Sob este acordo de produção partilhada, assinado com os governos da República de Angola e a República Democrática do Congo, a CABGOC será o operador da concessão com uma participação de 31% no B14/23, tendo como parceiros do consórcio a AZULE Energy, BP & ENI joint venture, (20%), ETU Energias (20%), GALP (9%), Sonangol (10%) e a Sonahydroc SA (10o/).
O director-geral da Unidade de Negócios Estratégica da Chevron na África Austral, Billy Lacobie, referiu que Chevron este acordo é uma oportunidade para continuar a realizar parcerias com os governos locais e associados para aplicar a nossa capacidade de exploração e produção pioneira na indústria petrolífera,
“Como parceiro a longo prazo, continuamos comprometidos em providenciar energia fiável, acessível e cada vez mais limpa, que beneficie as pessoas e a região”, garantiu.

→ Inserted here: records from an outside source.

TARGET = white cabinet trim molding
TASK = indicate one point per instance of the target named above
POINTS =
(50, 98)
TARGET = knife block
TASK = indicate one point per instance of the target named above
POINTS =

Entretanto, o ministro dos Hidrocarbonetos da RDC, Didier Budimbu Ntutuanga, a assinatura deste contrato de partilha de produção orgulha a todos e mostra o quanto os dois Estados estão empenhados em trabalhar juntos não apenas projecto, mas também em outros no espírito de partilha e sempre com o objectivo de poder proporcionar às populações uma boa qualidade de vida
“A República Democrática do Congo, por via do seu Ministério dos Hidrocarbonetos, assegura todas as partes a sua determinação em ir até ao fim, partindo da exploração até a produção do primeiro barril de petróleo nesta Zona de Interesse Comum. Portanto, iremos respeitar todos os engajamentos que nos assumimos perante ao grupo empreiteiro e isto será também para o interesse de todas as partes”, garantiu.
Questionado pela FORBES ÁFRICA LUSÓFONA sobre o valor do referido contrato, o ministro dos Recursos Minerais, Petróleo e Gás, Diamantino Azevedo, avançou apenas que agora vão prosseguir para a etapa de pesquisa, que envolve elevado custo de capital, risco e tempo.
“Serão feitos todos os investimentos necessários para que se alcance o que se pretende, que é identificar petróleo em qualidade e quantidade suficiente para que se possa passar para a fase de produção”, disse.
A Cabinda Gulf Oil Company Limited tem um legado histórico de mais de 65 anos de operação em Angola. A empresa opera e detém participações no Bloco 0 (39.2%), localizado adjacente à Costa de Cabinda, e no Bloco 14 (31%), localizado nas águas profundas a oeste do Bloco O. Em 2022, a produção média estimada da CABGOC foi de 70 mil barris de líquido e 259 milhões de pés cúbicos de Gás Natural.
A empresa também detém uma participação de 36.4% na Angola LNG Limitada, que opera a planta LNG no Soyo, com uma produção de 5.2 milhões de toneladas métricas de gás natural por ano.
A subsidiária da Chevron em Angola, Cabinda Gulf Oil Company Limited (CABGOC), opera duas concessões em nome dos seus parceiros no Bloco 0: Sonangol E. P., 41%, Total Petroleum Angola Limited, 10% e ENI Angola Production B.V., 9,8%; e Bloco 14: Sonangol P&P, 20% Angola Bloco 14 B.V, 20%, ENI Angola Production B.V., 20%, e GALP – Exploração e Produção, 9%.
Ao longo dos anos, a CABGOC e os parceiros do Blocos 0 e 14 investiram mais 250 de milhões de dólares no desenvolvimento comunitário nas 18 províncias de Angola.